[2.7] bpo-34110: Fix module load problem of cPickle in case of multithreading by sangongs · Pull Request #8276 · python/cpython (original) (raw)

I now think you're right, so posting the argument where I was attempting to convince you I was right, but ended up convincing myself that you're right instead, and I had just misunderstood your proposal.

So +1 from me.


The import system adds the sys.modules entry before starting the module execution, but doesn't add the attribute on the parent package until the module execution finishes:

$ mkdir -p _example
$ echo "import _example; print(dir(_example))" > _example/parent_keys.py
$ python3 -c "import _example.parent_keys; print(dir(_example))"
['__doc__', '__file__', '__loader__', '__name__', '__package__', '__path__', '__spec__']
['__doc__', '__file__', '__loader__', '__name__', '__package__', '__path__', '__spec__', 'parent_keys']

In current Python 2.7 code, the pickle module can access _example.parent_keys while it is being imported. If the keys it needs are already there, that's a good thing. If they're not there, it's a problem.

Illustrative example where I believe being unable to access a partially imported module could end up being problematic:

parent_pkg.module_a.py:

import pickle
import module_b
class ExampleClass(object):
    pass
# This works because module_a.ExampleClass already exists
module_b.send_data(pickle.dumps(ExampleClass()))

module_b.py:

import pickle
_received_objects = []

def send_data(data):
    _received_objects.append(pickle.loads(data))

As written, that code would be fine regardless of how the locking works, since the unpickle call happens with the import lock for module_a held no matter what.

In Python 2.7, it also works even if the unpickling happens in another thread, since pickle doesn't try to acquire the import lock, and the required module attributes are available before the potential unpickle is invoked.

In Python 3.7, there's technically a chance to deadlock with another thread, but only if module_a specifically is waiting for that thread to finish (which seems spectacularly unlikely).

With a global import lock, though, there would be many more ways to end up in a situation where the pickle.loads call ran with module_a was still being imported (so it fell through to the "try to acquire the import lock" code).

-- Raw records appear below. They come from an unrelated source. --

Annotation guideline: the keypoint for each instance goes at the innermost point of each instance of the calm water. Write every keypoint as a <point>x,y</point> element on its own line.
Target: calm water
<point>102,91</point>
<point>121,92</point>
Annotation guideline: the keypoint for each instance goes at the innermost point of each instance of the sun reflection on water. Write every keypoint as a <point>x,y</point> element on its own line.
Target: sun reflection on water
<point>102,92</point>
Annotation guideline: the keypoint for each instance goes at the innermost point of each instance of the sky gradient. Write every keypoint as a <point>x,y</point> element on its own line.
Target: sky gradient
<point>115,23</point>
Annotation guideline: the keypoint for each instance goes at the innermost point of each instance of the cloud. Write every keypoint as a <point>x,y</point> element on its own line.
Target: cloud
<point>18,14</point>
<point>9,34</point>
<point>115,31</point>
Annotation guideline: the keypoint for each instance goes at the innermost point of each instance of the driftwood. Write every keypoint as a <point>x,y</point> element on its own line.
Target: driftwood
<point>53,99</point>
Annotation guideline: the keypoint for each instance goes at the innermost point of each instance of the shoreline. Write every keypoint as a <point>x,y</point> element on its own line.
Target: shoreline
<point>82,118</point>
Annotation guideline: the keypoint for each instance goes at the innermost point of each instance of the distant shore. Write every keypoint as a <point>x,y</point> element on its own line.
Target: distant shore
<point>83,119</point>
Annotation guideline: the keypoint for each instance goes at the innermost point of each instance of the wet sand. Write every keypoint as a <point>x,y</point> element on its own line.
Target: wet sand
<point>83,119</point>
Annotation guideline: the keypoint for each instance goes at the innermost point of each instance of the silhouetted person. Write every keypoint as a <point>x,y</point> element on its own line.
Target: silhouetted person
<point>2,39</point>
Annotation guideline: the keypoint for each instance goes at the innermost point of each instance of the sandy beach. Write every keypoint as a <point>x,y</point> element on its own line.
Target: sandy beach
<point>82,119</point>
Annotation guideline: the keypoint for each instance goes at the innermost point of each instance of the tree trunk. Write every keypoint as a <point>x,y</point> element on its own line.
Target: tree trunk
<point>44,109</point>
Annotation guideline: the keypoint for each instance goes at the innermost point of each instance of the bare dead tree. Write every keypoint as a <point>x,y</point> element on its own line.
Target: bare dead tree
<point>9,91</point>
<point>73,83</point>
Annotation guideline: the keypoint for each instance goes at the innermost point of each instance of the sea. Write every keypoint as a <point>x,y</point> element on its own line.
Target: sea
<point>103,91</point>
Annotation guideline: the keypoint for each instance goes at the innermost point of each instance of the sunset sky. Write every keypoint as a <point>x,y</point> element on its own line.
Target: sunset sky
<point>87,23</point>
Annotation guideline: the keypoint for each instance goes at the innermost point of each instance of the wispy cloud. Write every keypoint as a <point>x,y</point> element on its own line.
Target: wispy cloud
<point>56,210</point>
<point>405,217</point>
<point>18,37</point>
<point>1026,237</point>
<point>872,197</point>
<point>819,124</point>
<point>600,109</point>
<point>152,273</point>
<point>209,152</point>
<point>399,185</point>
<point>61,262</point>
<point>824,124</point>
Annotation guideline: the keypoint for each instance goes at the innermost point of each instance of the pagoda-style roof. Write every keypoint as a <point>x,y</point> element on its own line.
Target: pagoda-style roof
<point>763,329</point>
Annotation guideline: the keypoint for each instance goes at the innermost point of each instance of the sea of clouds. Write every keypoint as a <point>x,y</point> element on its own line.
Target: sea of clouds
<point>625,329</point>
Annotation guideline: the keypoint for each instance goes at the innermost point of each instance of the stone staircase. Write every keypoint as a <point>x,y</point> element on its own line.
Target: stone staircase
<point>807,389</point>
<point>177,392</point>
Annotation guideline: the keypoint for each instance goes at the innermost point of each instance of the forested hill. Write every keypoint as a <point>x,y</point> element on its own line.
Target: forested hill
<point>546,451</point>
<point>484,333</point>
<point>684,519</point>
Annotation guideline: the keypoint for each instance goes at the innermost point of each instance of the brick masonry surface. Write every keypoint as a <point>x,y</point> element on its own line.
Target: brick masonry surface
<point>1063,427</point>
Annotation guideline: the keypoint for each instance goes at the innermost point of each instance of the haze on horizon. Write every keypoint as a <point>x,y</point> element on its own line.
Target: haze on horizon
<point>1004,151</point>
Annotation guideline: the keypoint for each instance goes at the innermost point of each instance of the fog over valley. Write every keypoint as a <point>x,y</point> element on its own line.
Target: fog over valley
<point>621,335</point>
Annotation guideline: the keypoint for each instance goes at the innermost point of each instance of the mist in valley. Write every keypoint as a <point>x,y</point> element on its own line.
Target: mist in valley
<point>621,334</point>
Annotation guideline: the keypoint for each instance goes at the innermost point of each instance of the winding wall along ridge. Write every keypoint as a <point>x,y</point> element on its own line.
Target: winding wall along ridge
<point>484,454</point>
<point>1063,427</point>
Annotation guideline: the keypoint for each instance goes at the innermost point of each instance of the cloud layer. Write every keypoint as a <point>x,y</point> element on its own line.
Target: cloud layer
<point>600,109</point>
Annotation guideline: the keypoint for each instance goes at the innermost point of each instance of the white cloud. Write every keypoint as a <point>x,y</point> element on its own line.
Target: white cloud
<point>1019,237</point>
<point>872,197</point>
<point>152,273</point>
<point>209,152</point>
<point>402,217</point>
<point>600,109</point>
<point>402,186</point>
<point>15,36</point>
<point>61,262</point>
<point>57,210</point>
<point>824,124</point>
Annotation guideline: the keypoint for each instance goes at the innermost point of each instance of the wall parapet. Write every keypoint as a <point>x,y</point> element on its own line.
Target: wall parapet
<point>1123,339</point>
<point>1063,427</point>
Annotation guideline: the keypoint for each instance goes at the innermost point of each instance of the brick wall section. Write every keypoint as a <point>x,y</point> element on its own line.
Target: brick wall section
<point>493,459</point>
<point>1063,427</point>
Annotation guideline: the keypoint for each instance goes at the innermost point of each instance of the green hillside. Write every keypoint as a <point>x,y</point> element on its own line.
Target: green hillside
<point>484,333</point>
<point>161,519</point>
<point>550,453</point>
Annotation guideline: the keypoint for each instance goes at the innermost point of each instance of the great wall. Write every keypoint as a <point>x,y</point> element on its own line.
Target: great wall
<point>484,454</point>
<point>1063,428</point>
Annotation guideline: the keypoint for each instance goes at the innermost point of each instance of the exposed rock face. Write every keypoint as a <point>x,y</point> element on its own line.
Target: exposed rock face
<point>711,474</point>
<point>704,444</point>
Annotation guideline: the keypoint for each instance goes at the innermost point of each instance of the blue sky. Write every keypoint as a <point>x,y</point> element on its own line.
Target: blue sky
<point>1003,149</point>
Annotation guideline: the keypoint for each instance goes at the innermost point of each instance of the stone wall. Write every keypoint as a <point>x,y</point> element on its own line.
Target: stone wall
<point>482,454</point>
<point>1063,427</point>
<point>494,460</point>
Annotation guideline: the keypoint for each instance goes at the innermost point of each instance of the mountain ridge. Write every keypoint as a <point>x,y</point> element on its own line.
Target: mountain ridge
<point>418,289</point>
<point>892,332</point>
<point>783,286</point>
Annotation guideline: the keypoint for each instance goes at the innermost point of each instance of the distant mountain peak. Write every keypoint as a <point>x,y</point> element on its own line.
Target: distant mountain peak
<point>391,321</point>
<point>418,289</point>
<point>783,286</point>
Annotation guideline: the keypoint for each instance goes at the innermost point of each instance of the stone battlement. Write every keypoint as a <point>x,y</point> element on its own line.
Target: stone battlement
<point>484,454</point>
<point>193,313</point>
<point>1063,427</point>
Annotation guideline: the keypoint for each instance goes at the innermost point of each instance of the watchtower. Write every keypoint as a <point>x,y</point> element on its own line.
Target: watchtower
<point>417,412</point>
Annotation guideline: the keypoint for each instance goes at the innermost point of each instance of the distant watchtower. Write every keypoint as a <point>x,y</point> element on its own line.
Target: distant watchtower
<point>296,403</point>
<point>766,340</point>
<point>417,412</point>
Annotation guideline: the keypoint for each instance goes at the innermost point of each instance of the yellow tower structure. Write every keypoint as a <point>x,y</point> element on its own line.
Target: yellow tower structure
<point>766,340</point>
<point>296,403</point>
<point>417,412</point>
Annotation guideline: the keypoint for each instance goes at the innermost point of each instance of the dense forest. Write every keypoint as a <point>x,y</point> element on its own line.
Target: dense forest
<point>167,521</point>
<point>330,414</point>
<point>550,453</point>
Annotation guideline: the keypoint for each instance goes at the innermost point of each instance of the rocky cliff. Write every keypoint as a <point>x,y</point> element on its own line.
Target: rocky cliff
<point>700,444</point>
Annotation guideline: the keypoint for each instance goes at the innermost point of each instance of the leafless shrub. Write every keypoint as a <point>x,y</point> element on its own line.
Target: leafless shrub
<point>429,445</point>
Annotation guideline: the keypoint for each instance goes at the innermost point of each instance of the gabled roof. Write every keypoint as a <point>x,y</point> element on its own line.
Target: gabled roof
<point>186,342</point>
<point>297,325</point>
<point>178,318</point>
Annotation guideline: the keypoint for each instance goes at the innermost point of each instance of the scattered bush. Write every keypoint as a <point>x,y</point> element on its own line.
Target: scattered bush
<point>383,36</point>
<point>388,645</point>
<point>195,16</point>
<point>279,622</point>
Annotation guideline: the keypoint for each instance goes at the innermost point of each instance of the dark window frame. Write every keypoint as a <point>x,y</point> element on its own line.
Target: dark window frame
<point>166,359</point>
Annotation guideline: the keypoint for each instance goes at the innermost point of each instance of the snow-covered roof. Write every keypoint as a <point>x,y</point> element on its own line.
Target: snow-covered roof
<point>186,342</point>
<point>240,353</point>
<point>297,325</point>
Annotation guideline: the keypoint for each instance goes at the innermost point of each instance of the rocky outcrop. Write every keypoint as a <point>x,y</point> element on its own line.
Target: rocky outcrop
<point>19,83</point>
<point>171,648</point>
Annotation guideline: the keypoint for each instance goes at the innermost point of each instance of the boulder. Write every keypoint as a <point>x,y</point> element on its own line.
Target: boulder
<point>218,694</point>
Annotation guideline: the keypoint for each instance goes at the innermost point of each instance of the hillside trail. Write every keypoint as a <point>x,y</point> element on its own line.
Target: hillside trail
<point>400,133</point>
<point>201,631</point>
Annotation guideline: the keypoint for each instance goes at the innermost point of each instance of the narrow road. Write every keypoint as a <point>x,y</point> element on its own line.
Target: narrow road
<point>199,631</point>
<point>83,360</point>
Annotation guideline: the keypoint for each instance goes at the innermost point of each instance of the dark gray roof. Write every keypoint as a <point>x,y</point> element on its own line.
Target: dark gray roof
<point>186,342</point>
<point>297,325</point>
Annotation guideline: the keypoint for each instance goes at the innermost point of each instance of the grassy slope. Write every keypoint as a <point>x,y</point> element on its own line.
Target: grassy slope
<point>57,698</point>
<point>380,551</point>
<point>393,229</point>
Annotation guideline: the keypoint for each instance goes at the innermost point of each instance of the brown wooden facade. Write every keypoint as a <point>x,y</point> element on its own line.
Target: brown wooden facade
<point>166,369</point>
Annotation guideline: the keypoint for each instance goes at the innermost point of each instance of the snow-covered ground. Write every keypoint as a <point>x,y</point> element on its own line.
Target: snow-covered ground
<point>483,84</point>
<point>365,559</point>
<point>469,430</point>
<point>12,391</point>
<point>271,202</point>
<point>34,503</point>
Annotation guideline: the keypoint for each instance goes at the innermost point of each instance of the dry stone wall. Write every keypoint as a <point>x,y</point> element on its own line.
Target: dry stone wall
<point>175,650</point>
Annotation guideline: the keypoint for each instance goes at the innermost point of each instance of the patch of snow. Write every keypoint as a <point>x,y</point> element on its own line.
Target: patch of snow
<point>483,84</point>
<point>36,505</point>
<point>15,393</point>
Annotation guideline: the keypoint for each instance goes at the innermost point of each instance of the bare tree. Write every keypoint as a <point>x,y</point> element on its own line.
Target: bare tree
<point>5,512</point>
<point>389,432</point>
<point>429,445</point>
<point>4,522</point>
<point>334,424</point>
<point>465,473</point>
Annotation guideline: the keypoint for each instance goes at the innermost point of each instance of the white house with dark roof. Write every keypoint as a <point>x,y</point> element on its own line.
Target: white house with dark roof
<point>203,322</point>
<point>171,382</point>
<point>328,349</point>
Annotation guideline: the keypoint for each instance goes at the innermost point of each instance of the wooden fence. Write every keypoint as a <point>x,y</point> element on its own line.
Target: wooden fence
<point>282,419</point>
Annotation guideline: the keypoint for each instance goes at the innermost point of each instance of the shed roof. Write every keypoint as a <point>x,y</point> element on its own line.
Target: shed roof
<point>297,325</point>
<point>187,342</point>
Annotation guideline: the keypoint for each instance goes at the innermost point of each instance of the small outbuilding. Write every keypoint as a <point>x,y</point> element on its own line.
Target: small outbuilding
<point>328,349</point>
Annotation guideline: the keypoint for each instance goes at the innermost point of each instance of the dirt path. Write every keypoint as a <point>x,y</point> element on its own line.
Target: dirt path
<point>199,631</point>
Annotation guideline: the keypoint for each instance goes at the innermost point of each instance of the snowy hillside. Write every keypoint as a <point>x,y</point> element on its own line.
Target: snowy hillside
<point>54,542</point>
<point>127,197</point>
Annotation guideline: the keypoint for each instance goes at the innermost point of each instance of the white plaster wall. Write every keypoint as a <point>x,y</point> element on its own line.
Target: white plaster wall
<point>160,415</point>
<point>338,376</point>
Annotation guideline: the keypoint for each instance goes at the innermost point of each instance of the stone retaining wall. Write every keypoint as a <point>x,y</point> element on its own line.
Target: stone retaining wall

However, the key to your proposal is that the cases like my hypothetical one above won't fall through to the import lock, because the attributes they need will already be there. It's only the motivating cases that currently raise AttributeError that will risk deadlocking (but probably won't deadlock in practice, since they probably won't be implicitly waiting for any other threads during the import).